Addressing the 2nd Quad ministerial meeting, Prime Minister Suga said a free and open Indo-Pacific is "widely recognised by the international community as a vision of peace and prosperity of this region," and that his government's basic policy is to "further continue advancing our members to this end."
Suga, who assumed the premiership last month, underscored the need to deepen quadrilateral ties, particularly as the novel coronavirus has spread globally.
"The international community is facing multiple and various challenges. This is exactly why right now is the time that we must further deepen our coordination with as many countries as possible that share our vision," he said.
China is engaged in hotly contested territorial disputes in the South and East China Seas. Beijing has also made substantial progress in militarising its man-made islands in the past few years.
Beijing claims sovereignty over all of the South China Sea. But Vietnam, Malaysia, the Philippines, Brunei and Taiwan have counterclaims. In the East China Sea, China has territorial disputes with Japan.
The South China Sea and the East China Sea are stated to be rich in minerals, oil and other natural resources. They are also vital to global trade. Although the US lays no claims to the disputed waters, it has challenged China's growing territorial claims in the South China Sea by deploying warships and fighter jets to assert freedom of navigation and overflight patrols in the strategically vital region.
Meanwhile, Japan has lodged a protest against China's creation of a digital museum laying out its claims to a group of Japan-controlled islets in the East China Sea, the government's top spokesman said on Monday.

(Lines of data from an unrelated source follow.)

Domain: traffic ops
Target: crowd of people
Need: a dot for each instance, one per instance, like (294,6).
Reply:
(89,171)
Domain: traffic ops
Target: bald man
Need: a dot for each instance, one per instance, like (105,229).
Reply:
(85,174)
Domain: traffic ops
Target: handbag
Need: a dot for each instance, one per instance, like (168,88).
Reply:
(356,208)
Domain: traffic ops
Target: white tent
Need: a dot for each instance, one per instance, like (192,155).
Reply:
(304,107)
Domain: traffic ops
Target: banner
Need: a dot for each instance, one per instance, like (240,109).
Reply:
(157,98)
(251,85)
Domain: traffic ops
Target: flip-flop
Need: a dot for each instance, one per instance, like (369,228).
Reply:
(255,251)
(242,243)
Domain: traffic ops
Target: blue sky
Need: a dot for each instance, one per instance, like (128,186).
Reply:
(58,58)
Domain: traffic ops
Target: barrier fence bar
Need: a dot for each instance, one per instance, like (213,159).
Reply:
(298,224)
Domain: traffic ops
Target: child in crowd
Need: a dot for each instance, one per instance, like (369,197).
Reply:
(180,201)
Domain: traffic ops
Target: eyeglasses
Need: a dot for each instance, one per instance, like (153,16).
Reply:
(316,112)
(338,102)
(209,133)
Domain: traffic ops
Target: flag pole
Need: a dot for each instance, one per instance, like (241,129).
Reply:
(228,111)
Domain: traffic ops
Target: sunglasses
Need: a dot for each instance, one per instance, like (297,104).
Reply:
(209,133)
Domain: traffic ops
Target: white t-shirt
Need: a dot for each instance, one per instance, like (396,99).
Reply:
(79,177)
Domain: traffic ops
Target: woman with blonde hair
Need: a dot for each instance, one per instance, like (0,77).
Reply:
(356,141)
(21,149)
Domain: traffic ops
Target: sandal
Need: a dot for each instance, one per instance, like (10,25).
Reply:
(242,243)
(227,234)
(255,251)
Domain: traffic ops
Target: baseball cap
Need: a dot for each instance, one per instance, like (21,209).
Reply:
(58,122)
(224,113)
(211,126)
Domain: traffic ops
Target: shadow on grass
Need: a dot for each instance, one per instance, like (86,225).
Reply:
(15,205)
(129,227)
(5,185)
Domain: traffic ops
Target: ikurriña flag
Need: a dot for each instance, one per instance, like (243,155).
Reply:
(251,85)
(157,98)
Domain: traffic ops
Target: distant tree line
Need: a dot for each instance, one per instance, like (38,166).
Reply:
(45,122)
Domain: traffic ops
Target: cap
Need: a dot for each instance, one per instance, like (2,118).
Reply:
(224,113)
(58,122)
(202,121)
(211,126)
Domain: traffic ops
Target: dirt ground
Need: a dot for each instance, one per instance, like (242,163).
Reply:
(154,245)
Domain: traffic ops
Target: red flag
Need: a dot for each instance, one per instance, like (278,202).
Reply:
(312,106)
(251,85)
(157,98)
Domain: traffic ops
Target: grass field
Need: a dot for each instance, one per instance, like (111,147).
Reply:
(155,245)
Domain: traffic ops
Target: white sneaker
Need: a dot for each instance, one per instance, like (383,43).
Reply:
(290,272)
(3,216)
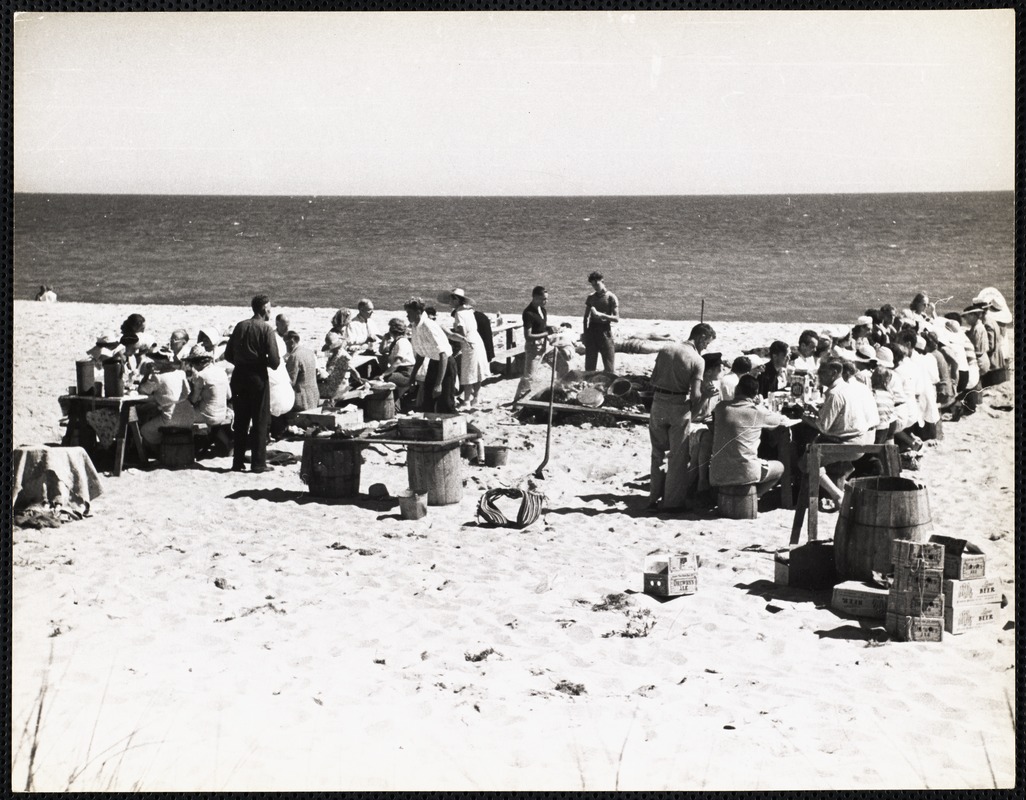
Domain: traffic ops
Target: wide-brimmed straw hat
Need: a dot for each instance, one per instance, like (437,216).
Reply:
(332,342)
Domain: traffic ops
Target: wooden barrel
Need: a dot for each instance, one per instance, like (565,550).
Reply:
(738,502)
(331,469)
(437,471)
(176,447)
(380,405)
(874,512)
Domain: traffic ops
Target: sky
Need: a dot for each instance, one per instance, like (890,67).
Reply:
(659,103)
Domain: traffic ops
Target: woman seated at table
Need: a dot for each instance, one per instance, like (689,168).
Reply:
(398,354)
(209,389)
(332,379)
(168,387)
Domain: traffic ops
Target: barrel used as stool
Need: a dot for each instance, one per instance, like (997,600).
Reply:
(874,512)
(176,447)
(380,405)
(331,468)
(738,502)
(438,471)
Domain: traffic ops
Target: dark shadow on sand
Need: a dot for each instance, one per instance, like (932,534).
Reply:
(767,590)
(305,498)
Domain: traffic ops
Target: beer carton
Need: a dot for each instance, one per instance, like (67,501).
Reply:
(924,582)
(671,574)
(962,560)
(860,599)
(915,604)
(964,617)
(914,629)
(976,592)
(905,553)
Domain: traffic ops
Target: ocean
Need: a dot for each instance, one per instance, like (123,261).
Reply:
(759,258)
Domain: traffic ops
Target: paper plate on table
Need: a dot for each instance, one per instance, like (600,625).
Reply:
(591,397)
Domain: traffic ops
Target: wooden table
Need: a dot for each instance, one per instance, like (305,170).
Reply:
(331,466)
(80,433)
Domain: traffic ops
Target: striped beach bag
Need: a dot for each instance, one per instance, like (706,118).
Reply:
(489,516)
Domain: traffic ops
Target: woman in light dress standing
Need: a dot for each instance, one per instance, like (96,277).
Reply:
(473,359)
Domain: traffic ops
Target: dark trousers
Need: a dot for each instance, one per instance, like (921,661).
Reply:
(251,401)
(445,402)
(598,343)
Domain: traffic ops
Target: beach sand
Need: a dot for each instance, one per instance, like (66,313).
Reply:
(207,630)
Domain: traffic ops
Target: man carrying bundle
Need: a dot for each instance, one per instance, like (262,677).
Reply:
(676,383)
(253,350)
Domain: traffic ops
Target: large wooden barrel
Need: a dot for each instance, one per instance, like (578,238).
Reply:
(176,447)
(438,471)
(330,468)
(874,512)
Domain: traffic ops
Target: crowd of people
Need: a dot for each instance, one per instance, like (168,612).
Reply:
(893,376)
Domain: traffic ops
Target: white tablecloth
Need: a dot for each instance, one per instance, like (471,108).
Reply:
(54,475)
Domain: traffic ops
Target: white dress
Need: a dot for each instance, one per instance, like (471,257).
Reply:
(473,359)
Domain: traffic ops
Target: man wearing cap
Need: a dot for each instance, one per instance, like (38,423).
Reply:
(301,363)
(536,337)
(676,383)
(601,309)
(774,377)
(431,346)
(736,433)
(252,350)
(977,332)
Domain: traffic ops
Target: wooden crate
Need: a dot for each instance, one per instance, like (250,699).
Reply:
(905,553)
(914,629)
(962,559)
(432,427)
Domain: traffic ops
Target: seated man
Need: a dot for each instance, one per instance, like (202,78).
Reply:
(736,432)
(840,419)
(168,386)
(774,377)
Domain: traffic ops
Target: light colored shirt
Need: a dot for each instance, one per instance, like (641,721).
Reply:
(429,339)
(736,432)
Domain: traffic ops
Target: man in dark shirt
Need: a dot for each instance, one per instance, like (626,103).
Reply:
(601,310)
(252,350)
(536,333)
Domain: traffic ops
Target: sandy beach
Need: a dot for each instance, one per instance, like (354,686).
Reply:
(208,630)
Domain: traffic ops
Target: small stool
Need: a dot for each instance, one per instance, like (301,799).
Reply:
(176,447)
(738,502)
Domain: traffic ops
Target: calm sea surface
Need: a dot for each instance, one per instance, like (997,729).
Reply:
(761,258)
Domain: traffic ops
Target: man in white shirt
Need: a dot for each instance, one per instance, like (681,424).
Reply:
(437,390)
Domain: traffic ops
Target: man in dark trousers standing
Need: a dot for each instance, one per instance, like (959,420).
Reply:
(252,350)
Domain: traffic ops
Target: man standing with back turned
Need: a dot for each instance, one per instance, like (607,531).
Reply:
(252,350)
(676,383)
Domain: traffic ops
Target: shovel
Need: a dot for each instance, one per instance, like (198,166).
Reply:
(540,472)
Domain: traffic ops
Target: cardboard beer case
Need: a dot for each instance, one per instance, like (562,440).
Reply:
(962,559)
(915,604)
(905,553)
(975,592)
(914,629)
(965,617)
(671,574)
(860,599)
(924,582)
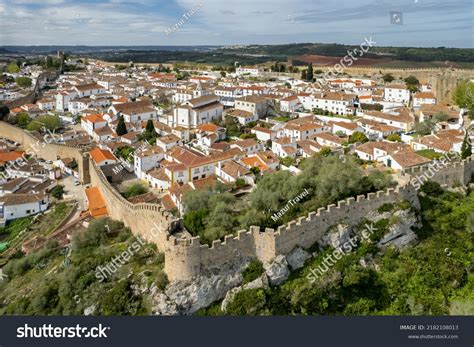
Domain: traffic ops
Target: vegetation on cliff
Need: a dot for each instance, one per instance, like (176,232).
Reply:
(54,282)
(433,277)
(212,213)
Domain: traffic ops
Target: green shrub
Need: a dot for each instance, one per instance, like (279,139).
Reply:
(253,271)
(247,302)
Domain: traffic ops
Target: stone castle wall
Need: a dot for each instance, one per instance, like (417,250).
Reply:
(188,258)
(44,148)
(149,221)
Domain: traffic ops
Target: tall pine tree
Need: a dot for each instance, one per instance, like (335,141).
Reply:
(121,127)
(466,147)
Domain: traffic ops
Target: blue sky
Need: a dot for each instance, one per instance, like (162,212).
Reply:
(426,23)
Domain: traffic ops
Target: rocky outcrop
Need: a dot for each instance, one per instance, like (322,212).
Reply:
(261,282)
(336,236)
(277,271)
(400,233)
(186,297)
(297,258)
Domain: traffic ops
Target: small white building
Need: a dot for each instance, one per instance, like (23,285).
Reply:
(397,93)
(248,70)
(14,206)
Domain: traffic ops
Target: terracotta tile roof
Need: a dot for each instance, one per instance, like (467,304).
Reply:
(10,156)
(19,199)
(135,107)
(408,158)
(99,155)
(97,207)
(93,118)
(234,169)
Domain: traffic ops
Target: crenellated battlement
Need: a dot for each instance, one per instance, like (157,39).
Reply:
(186,258)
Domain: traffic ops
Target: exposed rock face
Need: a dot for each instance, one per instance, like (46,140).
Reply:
(261,282)
(400,234)
(186,297)
(336,236)
(297,258)
(277,271)
(375,216)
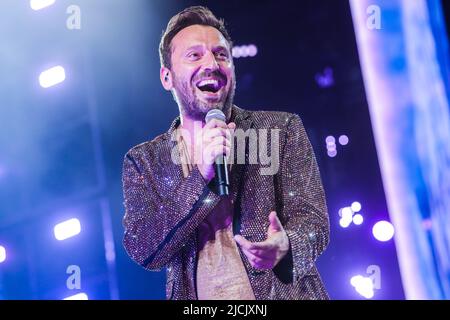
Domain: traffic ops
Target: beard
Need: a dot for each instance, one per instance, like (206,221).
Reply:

"The Senkaku Islands have been recognised historically and under international law as an inherent part of Japan's territory and we maintain effective control over them," Kyodo news agency quoted Chief Cabinet Secretary Katsunobu Kato as saying at a press conference.
China is "not in a position" to create such a website regarding the islets, Kato said, adding that Japan has demanded through diplomatic channels that it be taken down.
The dispute over ownership of the uninhabited islets, which China calls Diaoyu, has often strained Japan-China relations. China frequently sends coast guard or government ships to nearby waters in a bid to push its claims to them, the report said.